Nesse contexto, destacou a importância
de um parlamento funcional, tribunais independentes, administração eleitoral
credível, comunicação social livre, sociedade civil vigilante e eleições
regulares.
Questionado sobre a sua anterior proximidade política ao ex-Presidente Umaro Sissoco Embaló, Ilídio Vieira Té disse que trabalhou em governos durante a sua Presidência e que existiu confiança política e institucional entre ambos.
Vieira Té declarou no entanto que a sua atual responsabilidade enquanto Primeiro-ministro
de transição não está subordinada ao antigo Presidente, nem a qualquer partido ou grupo político.
O governante disse que mantém o respeito
pelo antigo Presidente, mas que sabe distinguir relações pessoais e políticas
passadas da autonomia necessária para tomar decisões enquanto chefe do Governo.
Vieira Té declarou que o PPG não foi
criado para servir de instrumento ou extensão de qualquer personalidade
política e defendeu que um partido deve apresentar publicamente os seus
dirigentes, ideias e estruturas de decisão. “ Não haverá presidentes ocultos
nem centros de decisão paralelos”, declarou.
Na área económica, Ilídio Vieira Té afirmou que a economia guineense apresenta
sinais de resiliência e que o Governo conseguiu reforçar a disciplina
orçamental e melhorar a gestão da tesouraria.
Segundo os dados apresentados na entrevista, a dívida pública teria passado de 89% para 74%, aproximando o país dos critérios de convergência da UEMOA.
Vieira Té reconheceu que persistem
problemas estruturais, tais como a reduzida base fiscal, a informalidade, a
baixa produtividade e a forte dependência da campanha de castanha de caju.
Para o Primeiro-ministro, a solução para essa situação por que passa a economia
nacional, passa por diversificação da economia sem abandonar o setor do caju,
por maior transformação local, embalagem e comercialização internacional, além
do desenvolvimento da agricultura, pescas, turismo, pecuária, energia e
economia digital.
Vieira Té ainda apontou o Arquipélago de Bijagós como uma das grandes potencias nacionais no domínio do turismo ecológico.
Ilídio Vieira Té apontou ainda a previsibilidade das regras, a modernização das Alfândegas, a justiça económica, o acesso à energia e a melhoria das infra-estruturas como condições importantes para aumentar a confiança dos investidores nacionais e estrangeiros.
Sobre a Administração Pública, o Primeiro-ministro defendeu uma reforma baseada no cadastro dos funcionários, digitalização dos processos, formação contínua, avaliação, mobilidade e valorização do mérito.
Para o também ministro das Finanças, a reforma do Estado não deve ser
confundida com perseguição aos funcionários públicos, deve ser sim a
criação de uma administração mais eficiente e responsável perante os cidadãos.

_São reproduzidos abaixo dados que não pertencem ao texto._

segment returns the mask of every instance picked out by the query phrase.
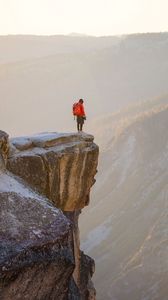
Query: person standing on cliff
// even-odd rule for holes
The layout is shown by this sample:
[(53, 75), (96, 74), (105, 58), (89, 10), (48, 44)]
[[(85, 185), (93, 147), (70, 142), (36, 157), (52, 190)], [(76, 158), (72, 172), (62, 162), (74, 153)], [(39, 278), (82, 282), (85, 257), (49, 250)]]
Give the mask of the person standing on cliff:
[(78, 132), (82, 131), (84, 121), (86, 120), (86, 114), (83, 103), (83, 99), (80, 99), (77, 103), (74, 103), (73, 105), (73, 115), (76, 116)]

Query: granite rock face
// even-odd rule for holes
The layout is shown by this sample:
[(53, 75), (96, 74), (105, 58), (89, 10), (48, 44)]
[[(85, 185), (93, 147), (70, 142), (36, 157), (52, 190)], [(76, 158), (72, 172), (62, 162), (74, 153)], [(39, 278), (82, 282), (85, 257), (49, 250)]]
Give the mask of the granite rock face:
[(97, 160), (90, 135), (0, 132), (0, 299), (95, 299), (78, 216)]
[(11, 140), (7, 168), (63, 211), (89, 203), (98, 147), (86, 134), (41, 134)]

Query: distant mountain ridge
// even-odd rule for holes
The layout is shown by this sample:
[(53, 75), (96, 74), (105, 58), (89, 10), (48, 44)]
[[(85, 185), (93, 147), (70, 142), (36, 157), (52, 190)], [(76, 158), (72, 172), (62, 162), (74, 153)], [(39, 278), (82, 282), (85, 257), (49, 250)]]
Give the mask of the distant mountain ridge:
[(168, 97), (119, 115), (130, 120), (114, 138), (118, 128), (107, 119), (114, 131), (81, 222), (83, 249), (96, 258), (98, 300), (166, 300)]
[(79, 98), (90, 120), (168, 92), (168, 33), (6, 36), (0, 48), (1, 126), (12, 135), (76, 130)]

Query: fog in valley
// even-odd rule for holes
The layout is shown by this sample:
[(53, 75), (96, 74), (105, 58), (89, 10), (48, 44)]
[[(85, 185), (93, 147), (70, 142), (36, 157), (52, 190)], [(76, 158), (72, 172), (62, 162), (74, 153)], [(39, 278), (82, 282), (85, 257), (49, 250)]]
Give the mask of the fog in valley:
[(80, 221), (98, 300), (167, 300), (168, 33), (0, 37), (1, 130), (84, 130), (100, 146)]

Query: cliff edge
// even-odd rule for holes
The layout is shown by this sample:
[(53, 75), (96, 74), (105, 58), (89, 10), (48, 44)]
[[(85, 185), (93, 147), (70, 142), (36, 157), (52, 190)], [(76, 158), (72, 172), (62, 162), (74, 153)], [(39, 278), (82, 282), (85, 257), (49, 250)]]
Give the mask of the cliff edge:
[(97, 163), (88, 134), (0, 132), (0, 299), (95, 299), (78, 217)]

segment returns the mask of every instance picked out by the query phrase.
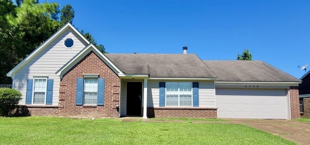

Para a juventude, apontou a necessidade de reduzir a dependência do emprego
público através da formação técnico-profissional, empreendedorismo, acesso ao
crédito e preparação para setores como agricultura moderna, transformação
alimentar, turismo, energias renováveis, telecomunicações e economia digital.
Ao falar sobre a sua entrada na política e de seu percurso o Partido da Renovação Social (PRS),
afirmou que a sua participação política
nasceu da convicção de que a política deve servir de instrumento de
transformação da sociedade, e considera o PRS uma “escola política” onde aprendeu a
trabalhar em equipa, respeitar estruturas e conhecer melhor a realidade
guineense.
Sobre a sua chegada à chefia do Governo, na sequência da rutura da Ordem Constitucional, em Novembro de 2025, o Primeiro-ministro explicou que aceitou a responsabilidade por considerar que o Estado não podia parar, afirmando que, era necessário garantir o funcionamento dos serviços públicos, o pagamento dos salários, o cumprimento dos compromissos financeiros internacionais e a manutenção das relações com os parceiros externos.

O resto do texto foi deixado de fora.